Following the death of her sister and parents, Agnes Evans is getting ready to move out of her house. While packing up her things, she stumbles upon her late sister Tilly’s “Dungeons and Dragons” playbook. She’s quickly transported into the universe of “Dungeons and Dragons,” a fantasy role-playing game that involves mythical creatures like wizards and ogres, and encounters her sister’s vast and violent world of imagination.
“She Kills Monsters,” written by Qui Nguyen, is an adventure-comedy presented by IC Theatre in the Dillingham Center’s Studio 2. Stage manager Liza Miller said the play is almost entirely set in Agnes’ imagination and the “Dungeons and Dragons” world Tilly created.
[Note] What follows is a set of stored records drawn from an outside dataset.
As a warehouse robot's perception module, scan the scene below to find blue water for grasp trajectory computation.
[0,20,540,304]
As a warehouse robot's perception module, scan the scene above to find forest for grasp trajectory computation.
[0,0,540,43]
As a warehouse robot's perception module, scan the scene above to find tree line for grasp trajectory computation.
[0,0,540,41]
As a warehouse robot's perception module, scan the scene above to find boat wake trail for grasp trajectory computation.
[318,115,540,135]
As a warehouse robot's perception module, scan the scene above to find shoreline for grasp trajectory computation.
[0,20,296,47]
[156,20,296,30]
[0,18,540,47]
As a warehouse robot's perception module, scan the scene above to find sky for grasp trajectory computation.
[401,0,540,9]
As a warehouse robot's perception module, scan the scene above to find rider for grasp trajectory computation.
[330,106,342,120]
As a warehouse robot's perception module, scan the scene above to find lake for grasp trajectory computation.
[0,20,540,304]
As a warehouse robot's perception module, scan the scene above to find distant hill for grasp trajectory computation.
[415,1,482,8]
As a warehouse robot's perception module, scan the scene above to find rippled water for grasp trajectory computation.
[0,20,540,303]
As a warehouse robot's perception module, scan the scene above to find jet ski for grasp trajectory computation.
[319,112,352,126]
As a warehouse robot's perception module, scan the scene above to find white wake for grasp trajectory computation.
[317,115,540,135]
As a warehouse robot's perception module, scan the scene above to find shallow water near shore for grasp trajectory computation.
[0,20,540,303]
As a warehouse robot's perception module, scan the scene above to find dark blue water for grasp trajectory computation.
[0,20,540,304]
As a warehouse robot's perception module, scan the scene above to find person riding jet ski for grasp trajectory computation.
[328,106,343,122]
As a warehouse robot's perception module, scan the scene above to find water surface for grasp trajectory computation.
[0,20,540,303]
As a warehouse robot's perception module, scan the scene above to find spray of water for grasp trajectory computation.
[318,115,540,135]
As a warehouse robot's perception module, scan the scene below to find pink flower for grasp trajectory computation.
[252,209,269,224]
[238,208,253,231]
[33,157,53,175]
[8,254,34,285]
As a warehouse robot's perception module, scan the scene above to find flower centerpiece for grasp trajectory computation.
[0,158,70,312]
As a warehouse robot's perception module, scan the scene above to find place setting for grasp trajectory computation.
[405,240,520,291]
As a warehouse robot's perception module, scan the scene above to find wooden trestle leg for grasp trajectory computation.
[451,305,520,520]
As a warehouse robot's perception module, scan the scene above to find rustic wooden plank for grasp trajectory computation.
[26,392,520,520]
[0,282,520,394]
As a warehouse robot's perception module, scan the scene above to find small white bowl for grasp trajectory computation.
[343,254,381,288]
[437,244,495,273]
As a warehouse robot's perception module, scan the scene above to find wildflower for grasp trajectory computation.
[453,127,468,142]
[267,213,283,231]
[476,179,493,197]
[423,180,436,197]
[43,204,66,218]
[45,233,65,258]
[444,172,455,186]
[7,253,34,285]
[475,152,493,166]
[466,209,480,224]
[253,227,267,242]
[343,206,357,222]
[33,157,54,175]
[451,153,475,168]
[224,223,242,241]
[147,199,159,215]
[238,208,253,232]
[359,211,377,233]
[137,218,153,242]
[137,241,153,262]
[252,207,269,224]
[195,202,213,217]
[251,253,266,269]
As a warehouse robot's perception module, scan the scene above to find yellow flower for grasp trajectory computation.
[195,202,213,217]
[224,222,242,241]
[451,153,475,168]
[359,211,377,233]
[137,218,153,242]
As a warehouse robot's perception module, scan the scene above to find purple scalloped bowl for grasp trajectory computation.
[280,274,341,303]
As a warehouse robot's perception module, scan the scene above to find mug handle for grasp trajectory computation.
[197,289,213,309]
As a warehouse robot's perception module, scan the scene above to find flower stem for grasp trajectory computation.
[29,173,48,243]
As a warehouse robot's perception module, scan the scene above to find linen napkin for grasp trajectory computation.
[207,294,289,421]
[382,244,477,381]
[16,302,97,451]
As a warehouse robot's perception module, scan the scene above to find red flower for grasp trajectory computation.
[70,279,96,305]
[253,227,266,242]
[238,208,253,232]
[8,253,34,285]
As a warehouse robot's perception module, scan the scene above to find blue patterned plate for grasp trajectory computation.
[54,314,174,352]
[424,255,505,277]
As Agnes plays the game, she begins to understand her sister more and copes with moving on after her death.
“It’s all about imagination and making everything up,” Miller said. “The whole show is happening in Agnes’ head, but you see it happen onstage, even though knowing the whole time it’s all in her head. It’s a lot of fun.”
Miller said the script also called for imagination on the part of the cast and crew, particularly in planning the fights. Senior Jordan Friend choreographed most of the combat scenes, which he said was particularly challenging given the space: Dillingham’s 15-by-22-foot Studio 2.
“I was very intrigued by the fact that they were choosing to do it in the smaller space. It was sort of part of my interest was, ‘OK, how the heck is this going to go down?’” Friend said. “I think in many ways what we ended up with is more interesting and fun and creative than what we would have had with a thousand-dollar budget.”
His favorite fight, one of the four multi-minute sequences set to music, involves Agnes fighting a gelatinous cube that turns into her boyfriend Miles, played by senior Liam Sweeney. To form the cube, six people move in formation under a costume of off-white cloth and sticks.
“That’s the fight where I just went full-on matrix. They’re doing a lot of karate, she’s having people lift her so she can do flying kicks,” Friend said. “What’s great about it, that I was really proud of, is I have her kick him, and he flies into the cube, and the cube shatters into a bunch of actors who turn into copies of him, and then they have a doppelganger fight … It’s really over the top.”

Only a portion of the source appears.